Ingredients:

  • 1.5 cups creamy, unsalted peanut butter
  • 0.5 cup unsalted butter, softened
  • 1 teaspoon pure vanilla extract
  • 0.25 teaspoon fine grain sea salt
  • 3 cups powdered sugar, sifted
  • 12 oz dark chocolate (70% cocoa), chopped
  • 1 tablespoon coconut oil

Instructions:

  1. In a large mixing bowl, beat the softened butter and peanut butter on medium speed for approximately 3 minutes until the mixture is aerated, light in color, and fluffy.
  2. Incorporate the vanilla extract and sea salt into the peanut butter mixture.
  3. Gradually add the sifted powdered sugar one cup at a time, mixing on low speed until a stable dough forms that is not sticky to the touch.
  4. Chill the dough in the refrigerator for 30 minutes to stabilize the lipids before rolling.
  5. Using a small cookie scoop, portion the dough and roll into 1-inch spheres.
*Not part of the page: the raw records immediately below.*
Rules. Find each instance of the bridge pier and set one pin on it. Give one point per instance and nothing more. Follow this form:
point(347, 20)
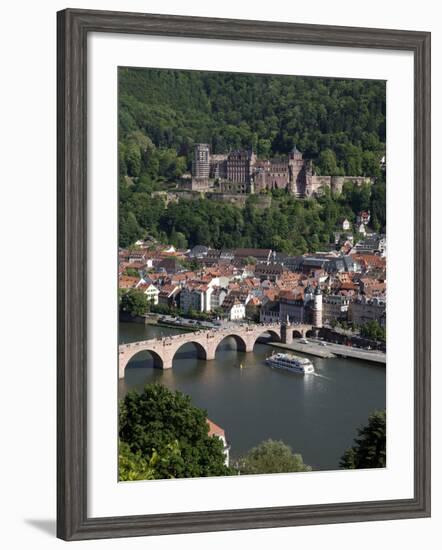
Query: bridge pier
point(286, 334)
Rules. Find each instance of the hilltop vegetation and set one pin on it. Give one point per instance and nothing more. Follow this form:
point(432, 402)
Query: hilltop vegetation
point(288, 225)
point(340, 124)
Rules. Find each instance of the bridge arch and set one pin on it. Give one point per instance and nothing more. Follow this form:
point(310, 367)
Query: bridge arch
point(200, 349)
point(274, 335)
point(241, 344)
point(157, 360)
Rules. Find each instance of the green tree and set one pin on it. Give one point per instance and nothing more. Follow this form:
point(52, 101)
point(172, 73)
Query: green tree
point(373, 330)
point(151, 421)
point(271, 457)
point(369, 450)
point(134, 467)
point(134, 302)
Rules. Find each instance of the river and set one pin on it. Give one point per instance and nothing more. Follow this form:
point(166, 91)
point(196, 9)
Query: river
point(317, 415)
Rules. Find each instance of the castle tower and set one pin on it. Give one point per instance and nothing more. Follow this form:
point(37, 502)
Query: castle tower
point(201, 161)
point(317, 308)
point(296, 172)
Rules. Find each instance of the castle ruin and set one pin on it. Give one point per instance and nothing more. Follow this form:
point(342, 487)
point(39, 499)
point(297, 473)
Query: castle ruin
point(241, 172)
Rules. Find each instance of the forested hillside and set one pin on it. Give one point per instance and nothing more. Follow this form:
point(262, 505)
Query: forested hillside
point(339, 124)
point(176, 109)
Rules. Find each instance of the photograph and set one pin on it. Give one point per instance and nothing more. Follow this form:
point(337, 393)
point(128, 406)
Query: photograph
point(252, 257)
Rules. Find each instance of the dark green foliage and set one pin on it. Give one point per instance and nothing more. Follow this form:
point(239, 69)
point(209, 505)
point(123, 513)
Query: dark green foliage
point(271, 457)
point(369, 450)
point(133, 302)
point(290, 225)
point(340, 124)
point(134, 467)
point(153, 420)
point(270, 113)
point(374, 331)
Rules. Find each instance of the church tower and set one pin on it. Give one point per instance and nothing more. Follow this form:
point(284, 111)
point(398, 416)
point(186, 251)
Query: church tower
point(317, 308)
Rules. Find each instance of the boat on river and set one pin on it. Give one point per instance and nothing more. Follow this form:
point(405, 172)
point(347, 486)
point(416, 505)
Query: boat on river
point(292, 363)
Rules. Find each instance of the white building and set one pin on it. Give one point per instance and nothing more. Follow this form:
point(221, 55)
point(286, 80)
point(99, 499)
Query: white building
point(234, 309)
point(217, 431)
point(152, 293)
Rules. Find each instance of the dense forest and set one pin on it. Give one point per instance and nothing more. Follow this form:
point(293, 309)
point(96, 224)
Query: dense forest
point(339, 124)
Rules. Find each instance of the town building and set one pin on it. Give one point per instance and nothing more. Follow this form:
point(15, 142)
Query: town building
point(363, 309)
point(335, 308)
point(233, 308)
point(217, 431)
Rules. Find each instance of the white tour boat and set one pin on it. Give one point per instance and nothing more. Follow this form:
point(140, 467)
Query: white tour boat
point(291, 363)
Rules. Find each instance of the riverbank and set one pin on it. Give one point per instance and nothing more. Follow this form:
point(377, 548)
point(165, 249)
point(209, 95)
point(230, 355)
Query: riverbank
point(334, 350)
point(153, 320)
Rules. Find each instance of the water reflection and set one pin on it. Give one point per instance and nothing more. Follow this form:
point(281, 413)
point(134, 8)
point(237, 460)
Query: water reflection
point(316, 414)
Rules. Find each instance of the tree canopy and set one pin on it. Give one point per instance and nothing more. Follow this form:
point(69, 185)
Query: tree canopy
point(369, 450)
point(339, 124)
point(164, 424)
point(271, 457)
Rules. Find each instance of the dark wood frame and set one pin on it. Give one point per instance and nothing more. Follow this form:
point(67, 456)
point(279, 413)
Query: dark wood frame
point(73, 28)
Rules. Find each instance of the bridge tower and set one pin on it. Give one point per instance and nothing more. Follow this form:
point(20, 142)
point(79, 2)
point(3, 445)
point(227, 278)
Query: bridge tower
point(286, 333)
point(317, 308)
Place them on a parchment-lined baking sheet.
  6. Flash-freeze the rolled spheres for 20-30 minutes. This thermal management prevents the peanut butter from liquefying when dipped in warm chocolate.
  7. Melt the dark chocolate and coconut oil together in a microwave-safe bowl in 30-second intervals, stirring until smooth and glossy.
  8. Using a dipping tool or fork, submerge each chilled ball into the chocolate, let the excess drip off, and return to the parchment paper to set until the crust is shattering and firm.